Der Blitz ist nur wenige Zentimeter dick, hat aber eine Leuchtkraft wie 1 Million 100-Watt Glühbirnen.

Blitze entstehen in Gewitterzellen. Diese können mehrere Kilometer Durchmesser und Höhe haben. Durch den starken Aufwind im Innern der Gewitterzelle werden positive und negative Ladung getrennt. Dies führt zu einer elektrischen Entladung, die wir als Blitz wahrnehmen. Die Blitzhäufigkeit nimmt innerhalb Deutschlands von Norden nach Süden zu. Durchschnittlich wird jeder Quadratkilometer 4 mal pro Jahr vom Blitz getroffen. Insgesamt sind dies 1.000.000 (1 Million) Blitzeinschläge pro Jahr allein in der Bundesrepublik. Schäden in Millionenhöhe sind die Folge. Auch Personenschäden sind häufig zu beklagen. Die meisten Unfälle resultieren aus Unwissenheit und falschem Verhalten bei Gewitter. Schützen Sie sich und Ihre Familie.

Blitzeinschläge in bis zu 1,5 km Entfernung können ganze Wohngebiete und Stadteile lahmlegen. Gefährdet sind alle Elektrogeräte, Telefon- und Anlagen, TV-, Videogeräte, HIFI-Geräte, PC´s und Zubehör, sowie elektronische Haushaltsgeräte oder auch die Heizungsteuerung. Auch in der Energietechnik wie z.B. Zählerverteilung und Elektroverteiler, Fehlerstromschutzschalter und Sicherungsautomaten, u.v.m..

Nichts geht mehr, wenn dann kein Blitz- und Überspannungsschutz installiert ist...

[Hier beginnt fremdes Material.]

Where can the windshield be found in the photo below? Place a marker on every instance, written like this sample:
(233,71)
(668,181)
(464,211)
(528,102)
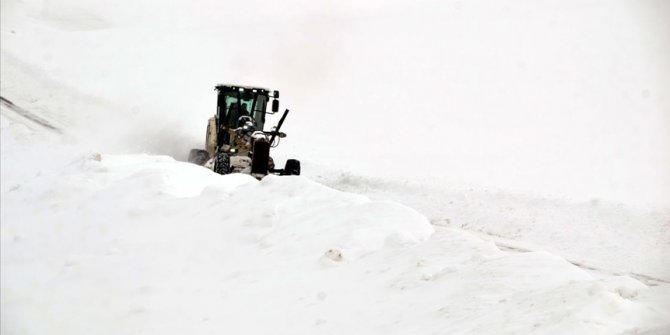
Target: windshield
(243,103)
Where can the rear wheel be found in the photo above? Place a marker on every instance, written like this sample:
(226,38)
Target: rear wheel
(222,163)
(292,167)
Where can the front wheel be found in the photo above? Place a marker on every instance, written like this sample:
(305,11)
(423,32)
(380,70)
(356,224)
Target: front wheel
(222,163)
(292,167)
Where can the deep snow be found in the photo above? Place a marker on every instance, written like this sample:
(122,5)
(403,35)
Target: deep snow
(102,232)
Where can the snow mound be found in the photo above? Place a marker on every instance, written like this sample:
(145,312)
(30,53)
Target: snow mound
(147,244)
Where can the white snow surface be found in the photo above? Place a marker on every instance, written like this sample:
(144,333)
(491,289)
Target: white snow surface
(103,231)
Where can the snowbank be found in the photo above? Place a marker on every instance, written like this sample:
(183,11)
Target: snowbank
(146,244)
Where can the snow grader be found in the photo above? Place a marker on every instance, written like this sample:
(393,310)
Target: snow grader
(235,140)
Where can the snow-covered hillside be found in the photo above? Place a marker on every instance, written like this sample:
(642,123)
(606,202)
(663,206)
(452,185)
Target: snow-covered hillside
(146,244)
(538,206)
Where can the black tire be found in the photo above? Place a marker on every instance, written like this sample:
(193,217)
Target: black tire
(222,164)
(197,156)
(292,167)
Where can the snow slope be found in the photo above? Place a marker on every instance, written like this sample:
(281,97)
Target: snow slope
(146,244)
(102,231)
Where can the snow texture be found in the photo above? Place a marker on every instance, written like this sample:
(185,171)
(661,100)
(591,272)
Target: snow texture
(104,230)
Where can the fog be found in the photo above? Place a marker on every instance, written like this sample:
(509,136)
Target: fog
(566,99)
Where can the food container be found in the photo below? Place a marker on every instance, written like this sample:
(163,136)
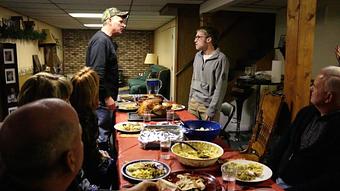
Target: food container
(187,156)
(201,130)
(151,135)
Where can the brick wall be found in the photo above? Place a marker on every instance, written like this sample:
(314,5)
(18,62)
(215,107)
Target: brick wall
(132,49)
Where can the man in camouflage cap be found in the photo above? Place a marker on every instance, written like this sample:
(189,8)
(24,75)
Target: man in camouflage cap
(101,57)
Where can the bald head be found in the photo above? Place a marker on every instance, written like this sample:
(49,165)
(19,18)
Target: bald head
(34,138)
(332,81)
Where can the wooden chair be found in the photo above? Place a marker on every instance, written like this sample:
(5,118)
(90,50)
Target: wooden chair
(228,110)
(266,121)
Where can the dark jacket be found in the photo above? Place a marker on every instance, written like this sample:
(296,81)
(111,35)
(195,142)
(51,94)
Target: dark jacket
(101,57)
(315,167)
(92,157)
(98,170)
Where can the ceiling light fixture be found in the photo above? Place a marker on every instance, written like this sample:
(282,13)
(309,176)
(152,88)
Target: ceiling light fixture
(93,25)
(86,15)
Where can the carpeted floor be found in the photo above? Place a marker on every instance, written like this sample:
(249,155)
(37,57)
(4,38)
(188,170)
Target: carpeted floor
(123,90)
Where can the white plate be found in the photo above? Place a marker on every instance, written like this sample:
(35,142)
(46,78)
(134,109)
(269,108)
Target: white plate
(156,165)
(124,127)
(177,107)
(128,106)
(266,174)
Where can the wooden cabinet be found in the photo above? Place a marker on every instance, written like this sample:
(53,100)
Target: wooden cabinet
(9,79)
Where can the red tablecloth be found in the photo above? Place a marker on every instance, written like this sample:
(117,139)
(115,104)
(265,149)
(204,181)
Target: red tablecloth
(129,149)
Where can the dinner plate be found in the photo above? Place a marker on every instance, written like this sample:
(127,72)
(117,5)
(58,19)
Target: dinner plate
(131,170)
(128,106)
(126,98)
(129,127)
(177,107)
(266,173)
(210,182)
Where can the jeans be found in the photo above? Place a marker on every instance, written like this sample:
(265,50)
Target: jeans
(105,123)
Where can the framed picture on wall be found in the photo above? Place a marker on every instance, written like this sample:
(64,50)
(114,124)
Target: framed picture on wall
(11,109)
(10,76)
(8,56)
(12,95)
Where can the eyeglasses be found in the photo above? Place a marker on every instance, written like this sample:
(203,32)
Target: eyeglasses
(198,37)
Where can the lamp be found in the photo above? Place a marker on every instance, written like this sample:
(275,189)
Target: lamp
(150,58)
(49,40)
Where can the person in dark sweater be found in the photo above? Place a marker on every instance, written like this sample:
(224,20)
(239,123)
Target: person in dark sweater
(307,156)
(101,57)
(98,166)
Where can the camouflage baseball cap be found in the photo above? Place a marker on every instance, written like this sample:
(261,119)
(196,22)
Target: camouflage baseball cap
(110,12)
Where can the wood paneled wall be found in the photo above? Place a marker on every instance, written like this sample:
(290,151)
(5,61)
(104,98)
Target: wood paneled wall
(300,41)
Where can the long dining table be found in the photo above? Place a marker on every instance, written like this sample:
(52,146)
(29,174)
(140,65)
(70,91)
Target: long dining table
(128,149)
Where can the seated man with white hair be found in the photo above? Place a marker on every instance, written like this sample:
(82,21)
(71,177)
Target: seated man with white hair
(41,148)
(307,156)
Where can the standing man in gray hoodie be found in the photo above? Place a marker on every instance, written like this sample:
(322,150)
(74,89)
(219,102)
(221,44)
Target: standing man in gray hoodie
(210,76)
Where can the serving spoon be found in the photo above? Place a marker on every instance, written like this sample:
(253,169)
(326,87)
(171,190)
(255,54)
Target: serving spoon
(199,154)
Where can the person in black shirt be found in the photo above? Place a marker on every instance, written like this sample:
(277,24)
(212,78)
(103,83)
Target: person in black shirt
(101,57)
(307,156)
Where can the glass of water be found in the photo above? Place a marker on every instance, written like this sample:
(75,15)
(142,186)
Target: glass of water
(229,174)
(164,145)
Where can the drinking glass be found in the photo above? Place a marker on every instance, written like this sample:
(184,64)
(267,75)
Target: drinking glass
(170,116)
(229,175)
(164,145)
(146,116)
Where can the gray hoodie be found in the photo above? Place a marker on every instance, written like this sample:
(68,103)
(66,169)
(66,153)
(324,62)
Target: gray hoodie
(209,80)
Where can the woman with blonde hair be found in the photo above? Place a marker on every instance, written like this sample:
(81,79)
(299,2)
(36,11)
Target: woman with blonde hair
(44,85)
(99,168)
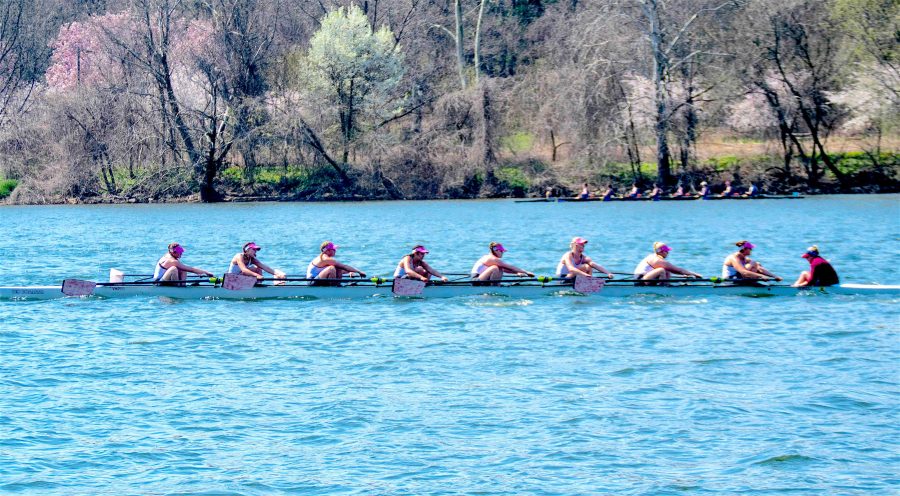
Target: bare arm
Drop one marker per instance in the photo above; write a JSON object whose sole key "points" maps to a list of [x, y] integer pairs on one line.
{"points": [[600, 268], [432, 271], [239, 260], [188, 268], [742, 270], [411, 271], [511, 269], [676, 269]]}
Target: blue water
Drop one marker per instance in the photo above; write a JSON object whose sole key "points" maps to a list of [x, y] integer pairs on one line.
{"points": [[484, 395]]}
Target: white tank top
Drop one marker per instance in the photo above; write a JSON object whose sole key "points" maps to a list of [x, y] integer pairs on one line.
{"points": [[159, 271], [645, 266], [479, 266]]}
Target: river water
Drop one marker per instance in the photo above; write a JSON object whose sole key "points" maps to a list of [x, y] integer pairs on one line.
{"points": [[483, 395]]}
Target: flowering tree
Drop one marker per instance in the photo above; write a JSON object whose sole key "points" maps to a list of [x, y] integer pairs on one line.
{"points": [[355, 70]]}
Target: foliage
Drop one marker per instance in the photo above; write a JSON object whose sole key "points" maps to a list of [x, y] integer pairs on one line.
{"points": [[6, 187], [354, 69], [518, 142]]}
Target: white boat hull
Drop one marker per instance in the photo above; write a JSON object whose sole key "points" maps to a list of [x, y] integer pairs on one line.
{"points": [[520, 290]]}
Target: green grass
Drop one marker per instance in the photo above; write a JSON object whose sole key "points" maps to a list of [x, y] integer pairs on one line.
{"points": [[6, 187], [514, 178], [853, 162], [517, 142]]}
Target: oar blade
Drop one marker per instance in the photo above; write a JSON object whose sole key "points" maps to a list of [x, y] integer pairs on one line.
{"points": [[407, 287], [238, 282], [588, 284], [78, 287]]}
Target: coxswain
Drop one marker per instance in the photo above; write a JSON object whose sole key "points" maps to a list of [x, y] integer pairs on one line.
{"points": [[655, 267], [325, 270], [170, 269], [576, 263], [247, 264], [820, 273], [414, 266], [491, 268], [738, 265]]}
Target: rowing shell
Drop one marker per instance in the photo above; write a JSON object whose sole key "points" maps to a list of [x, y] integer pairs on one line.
{"points": [[510, 289]]}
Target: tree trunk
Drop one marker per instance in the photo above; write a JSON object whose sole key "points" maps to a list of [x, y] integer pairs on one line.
{"points": [[660, 69], [460, 55], [478, 41]]}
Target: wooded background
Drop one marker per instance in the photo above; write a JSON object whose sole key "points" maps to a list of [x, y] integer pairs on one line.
{"points": [[308, 99]]}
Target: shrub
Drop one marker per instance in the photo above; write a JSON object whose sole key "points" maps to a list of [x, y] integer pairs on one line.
{"points": [[6, 187]]}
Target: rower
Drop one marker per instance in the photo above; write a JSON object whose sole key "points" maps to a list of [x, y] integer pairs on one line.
{"points": [[170, 269], [585, 192], [821, 273], [326, 268], [728, 190], [704, 190], [634, 193], [491, 268], [608, 194], [753, 191], [576, 263], [247, 264], [655, 267], [738, 265], [414, 266]]}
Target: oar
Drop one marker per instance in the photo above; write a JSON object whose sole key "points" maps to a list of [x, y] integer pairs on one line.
{"points": [[81, 287]]}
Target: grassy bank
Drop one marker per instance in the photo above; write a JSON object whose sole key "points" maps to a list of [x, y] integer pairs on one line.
{"points": [[6, 187]]}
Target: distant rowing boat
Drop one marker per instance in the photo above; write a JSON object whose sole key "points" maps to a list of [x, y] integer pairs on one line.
{"points": [[664, 198], [513, 289]]}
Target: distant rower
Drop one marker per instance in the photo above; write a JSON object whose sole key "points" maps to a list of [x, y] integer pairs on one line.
{"points": [[704, 190], [635, 192], [170, 269], [739, 266], [729, 191], [609, 193], [491, 268], [821, 273], [656, 267], [576, 263], [414, 266], [585, 192], [246, 263], [324, 266]]}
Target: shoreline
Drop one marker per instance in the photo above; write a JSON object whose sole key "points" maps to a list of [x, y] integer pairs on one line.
{"points": [[194, 199]]}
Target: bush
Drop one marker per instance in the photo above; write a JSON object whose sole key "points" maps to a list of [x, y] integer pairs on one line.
{"points": [[6, 187], [514, 179]]}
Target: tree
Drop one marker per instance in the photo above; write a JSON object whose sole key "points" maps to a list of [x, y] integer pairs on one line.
{"points": [[355, 70]]}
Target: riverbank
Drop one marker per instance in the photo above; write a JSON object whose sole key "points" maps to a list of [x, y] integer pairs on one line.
{"points": [[513, 177]]}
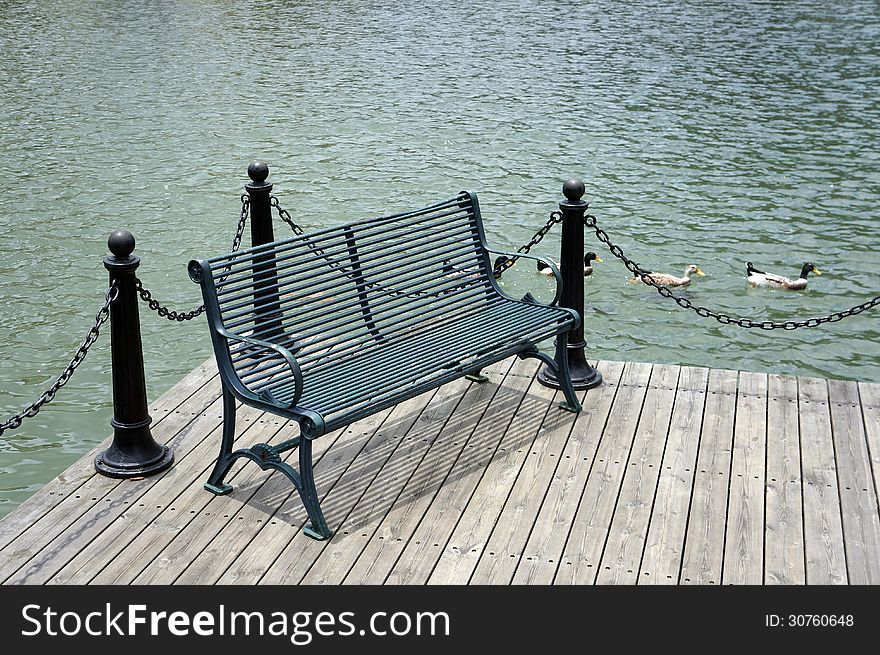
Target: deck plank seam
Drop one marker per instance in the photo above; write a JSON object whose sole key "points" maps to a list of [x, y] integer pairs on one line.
{"points": [[577, 508], [379, 519], [440, 486], [90, 454], [512, 487], [358, 499], [488, 464], [418, 524], [839, 485], [699, 445], [638, 420], [729, 483], [657, 482], [871, 455], [96, 502], [236, 470]]}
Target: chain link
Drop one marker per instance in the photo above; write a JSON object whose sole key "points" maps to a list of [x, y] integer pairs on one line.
{"points": [[161, 309], [286, 217], [725, 319], [172, 315], [239, 231], [48, 395], [503, 265]]}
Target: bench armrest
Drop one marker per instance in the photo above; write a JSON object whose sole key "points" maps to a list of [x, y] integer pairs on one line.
{"points": [[279, 351], [549, 262]]}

Überspannungen, die infolge eines Gewitters auftreten, werden durch Direkteinschlag, Naheinschlag oder durch Ferneinschlag des Blitzes verursacht.
Direkt- oder Naheinschläge sind Blitzeinschläge in die Blitzschutzanlage eines Gebäudes, in dessen unmittelbarer Umgebung oder in die in das Gebäude eingeführten elektrisch leitfähigen Systeme (z.B. Niederspannungsversorgung, Telekommunikations- und Steuerleitungen, ...). Die dadurch entstehenden Stoßströme und Stoßspannungen, sowie das zugehörige elektromagnetische Feld stellen bezüglich ihrer Größe und ihres Energiegehaltes eine besondere Bedrohung für das zu schützende System dar.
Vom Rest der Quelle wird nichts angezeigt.